20代から60代までの「遊民悠民」メンバーが、「遊ぶ」「暮らす」「食べる」をテーマに
さまざまなモノを比較し、レポートしていきます。

たべる

コンビニ惣菜食べ比べさて軍配は?    

人気のコンビニPB食品バトル 塩鮭編

コンビニPB(プライベートブランド)食品の市場規模は8600億円を超える。2017年には1兆1225億円という巨大市場に成長すると予測されている。(2012年見込:富士経済調べ) もともと男性・単身者・若年層向の商品だったのが、震災以降の商品供給の混乱もあって、今では50代以上の女性や高齢者にも支持を得ているらしい。バリエーションの豊富なコンビニPB食品の中でも、特に底堅い売り上げを堅持しているのが、個食サイズに密封された「パウチ惣菜」である。

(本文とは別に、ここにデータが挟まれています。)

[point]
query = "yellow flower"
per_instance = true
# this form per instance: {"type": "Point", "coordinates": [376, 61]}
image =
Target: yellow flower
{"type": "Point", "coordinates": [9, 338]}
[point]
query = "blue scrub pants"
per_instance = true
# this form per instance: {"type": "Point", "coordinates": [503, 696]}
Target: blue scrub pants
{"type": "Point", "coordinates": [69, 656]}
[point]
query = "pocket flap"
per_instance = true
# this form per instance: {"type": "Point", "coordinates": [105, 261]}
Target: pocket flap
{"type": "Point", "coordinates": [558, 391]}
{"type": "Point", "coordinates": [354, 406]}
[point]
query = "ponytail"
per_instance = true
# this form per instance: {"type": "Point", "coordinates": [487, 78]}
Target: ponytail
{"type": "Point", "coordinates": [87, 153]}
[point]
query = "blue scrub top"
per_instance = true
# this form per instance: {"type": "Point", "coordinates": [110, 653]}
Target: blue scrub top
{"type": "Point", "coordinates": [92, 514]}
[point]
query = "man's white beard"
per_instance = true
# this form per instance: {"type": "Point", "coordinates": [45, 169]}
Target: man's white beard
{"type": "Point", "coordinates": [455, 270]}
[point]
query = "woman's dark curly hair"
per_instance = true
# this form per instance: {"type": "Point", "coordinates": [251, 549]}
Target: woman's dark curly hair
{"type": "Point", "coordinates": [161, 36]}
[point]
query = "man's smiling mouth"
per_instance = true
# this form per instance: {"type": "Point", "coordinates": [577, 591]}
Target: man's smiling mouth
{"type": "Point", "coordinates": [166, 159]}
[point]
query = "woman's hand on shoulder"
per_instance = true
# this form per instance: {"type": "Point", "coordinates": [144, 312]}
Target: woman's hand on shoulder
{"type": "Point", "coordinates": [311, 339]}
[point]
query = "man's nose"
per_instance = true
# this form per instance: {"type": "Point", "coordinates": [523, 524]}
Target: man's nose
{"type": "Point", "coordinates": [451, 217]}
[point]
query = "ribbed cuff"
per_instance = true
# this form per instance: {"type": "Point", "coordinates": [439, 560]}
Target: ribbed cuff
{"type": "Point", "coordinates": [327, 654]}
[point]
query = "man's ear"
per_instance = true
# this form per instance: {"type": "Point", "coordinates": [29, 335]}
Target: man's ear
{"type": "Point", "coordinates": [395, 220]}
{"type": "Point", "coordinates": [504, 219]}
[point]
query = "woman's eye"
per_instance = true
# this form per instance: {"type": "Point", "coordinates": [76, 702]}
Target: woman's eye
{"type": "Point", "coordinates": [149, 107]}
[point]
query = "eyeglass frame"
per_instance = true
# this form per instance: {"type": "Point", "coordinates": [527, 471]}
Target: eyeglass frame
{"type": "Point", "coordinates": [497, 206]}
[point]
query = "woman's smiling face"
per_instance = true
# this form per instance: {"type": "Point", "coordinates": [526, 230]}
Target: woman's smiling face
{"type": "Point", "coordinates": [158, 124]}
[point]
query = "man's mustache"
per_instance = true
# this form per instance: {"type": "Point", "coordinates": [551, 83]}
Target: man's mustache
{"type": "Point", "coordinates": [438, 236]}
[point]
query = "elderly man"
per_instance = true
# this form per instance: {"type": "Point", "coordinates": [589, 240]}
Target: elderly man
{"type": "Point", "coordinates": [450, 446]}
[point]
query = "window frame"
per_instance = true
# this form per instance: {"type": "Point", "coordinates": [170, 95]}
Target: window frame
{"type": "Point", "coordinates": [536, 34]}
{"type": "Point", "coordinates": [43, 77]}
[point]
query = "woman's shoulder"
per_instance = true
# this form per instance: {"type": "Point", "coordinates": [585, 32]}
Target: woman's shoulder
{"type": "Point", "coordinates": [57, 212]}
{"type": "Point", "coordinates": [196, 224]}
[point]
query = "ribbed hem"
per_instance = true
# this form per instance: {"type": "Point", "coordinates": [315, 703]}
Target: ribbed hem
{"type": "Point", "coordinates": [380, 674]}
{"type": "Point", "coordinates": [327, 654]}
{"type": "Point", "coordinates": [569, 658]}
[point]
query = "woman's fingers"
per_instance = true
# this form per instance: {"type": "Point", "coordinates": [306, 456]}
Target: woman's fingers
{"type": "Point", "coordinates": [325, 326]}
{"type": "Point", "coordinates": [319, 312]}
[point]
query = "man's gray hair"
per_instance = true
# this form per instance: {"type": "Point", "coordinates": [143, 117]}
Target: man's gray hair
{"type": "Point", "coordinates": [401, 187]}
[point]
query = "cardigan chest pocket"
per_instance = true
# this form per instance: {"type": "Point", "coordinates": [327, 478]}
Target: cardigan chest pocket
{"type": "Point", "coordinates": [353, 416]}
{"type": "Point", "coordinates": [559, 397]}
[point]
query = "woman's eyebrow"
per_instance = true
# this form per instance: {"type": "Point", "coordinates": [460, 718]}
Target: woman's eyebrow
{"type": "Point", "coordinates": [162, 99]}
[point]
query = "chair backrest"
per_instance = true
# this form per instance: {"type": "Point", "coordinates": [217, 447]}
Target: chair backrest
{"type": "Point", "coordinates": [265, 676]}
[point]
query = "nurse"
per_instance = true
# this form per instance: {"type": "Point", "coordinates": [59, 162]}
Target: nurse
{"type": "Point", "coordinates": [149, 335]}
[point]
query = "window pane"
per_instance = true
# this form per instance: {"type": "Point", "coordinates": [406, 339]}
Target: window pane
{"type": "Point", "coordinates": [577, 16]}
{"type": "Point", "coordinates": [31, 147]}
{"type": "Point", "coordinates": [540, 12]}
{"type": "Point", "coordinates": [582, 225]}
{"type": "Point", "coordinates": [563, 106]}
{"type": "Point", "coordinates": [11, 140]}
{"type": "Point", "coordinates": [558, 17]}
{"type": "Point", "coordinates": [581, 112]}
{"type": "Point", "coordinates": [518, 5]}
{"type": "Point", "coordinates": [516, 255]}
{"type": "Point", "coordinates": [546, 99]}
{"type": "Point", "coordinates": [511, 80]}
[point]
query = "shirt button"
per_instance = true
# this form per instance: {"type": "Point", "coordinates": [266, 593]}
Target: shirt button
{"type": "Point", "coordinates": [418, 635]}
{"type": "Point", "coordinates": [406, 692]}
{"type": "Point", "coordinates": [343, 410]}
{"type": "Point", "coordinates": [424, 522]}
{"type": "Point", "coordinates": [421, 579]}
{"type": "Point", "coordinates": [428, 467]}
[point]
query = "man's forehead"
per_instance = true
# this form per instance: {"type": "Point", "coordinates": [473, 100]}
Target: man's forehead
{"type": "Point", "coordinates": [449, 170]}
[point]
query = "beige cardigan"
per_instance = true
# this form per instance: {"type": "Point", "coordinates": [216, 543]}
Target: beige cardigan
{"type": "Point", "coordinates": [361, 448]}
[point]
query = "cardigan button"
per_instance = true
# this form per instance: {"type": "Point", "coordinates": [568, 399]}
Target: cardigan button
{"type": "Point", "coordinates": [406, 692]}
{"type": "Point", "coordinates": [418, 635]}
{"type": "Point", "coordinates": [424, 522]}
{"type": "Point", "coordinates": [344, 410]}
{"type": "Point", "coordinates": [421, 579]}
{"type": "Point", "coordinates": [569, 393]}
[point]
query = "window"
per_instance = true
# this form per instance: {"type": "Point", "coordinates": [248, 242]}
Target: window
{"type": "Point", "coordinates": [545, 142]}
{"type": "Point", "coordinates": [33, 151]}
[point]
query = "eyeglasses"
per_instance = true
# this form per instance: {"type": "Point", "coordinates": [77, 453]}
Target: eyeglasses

はてさてわが世の春を謳歌するヒット商品、お味のほうはどうなのか? コンビニ各社ごとにどのような差別化ポイントを有しているのか? 物見高い遊民悠民のメンバーとあれば試してみる以外にない。そこで、最も一般的でかつ各社に際立った差がでないと思われる(ちょっと意地悪?)塩鮭を選び食べ比べてみた。はてさて、軍配があがるのはどの商品か? 土俵に上ったのは、セブンイレブン部屋【銀鮭の塩焼】関、ファミリーマート部屋【銀鮭の塩焼き】関、ローソン部屋の【紅鮭のひとしお焼き】関。以下はそのレポートである。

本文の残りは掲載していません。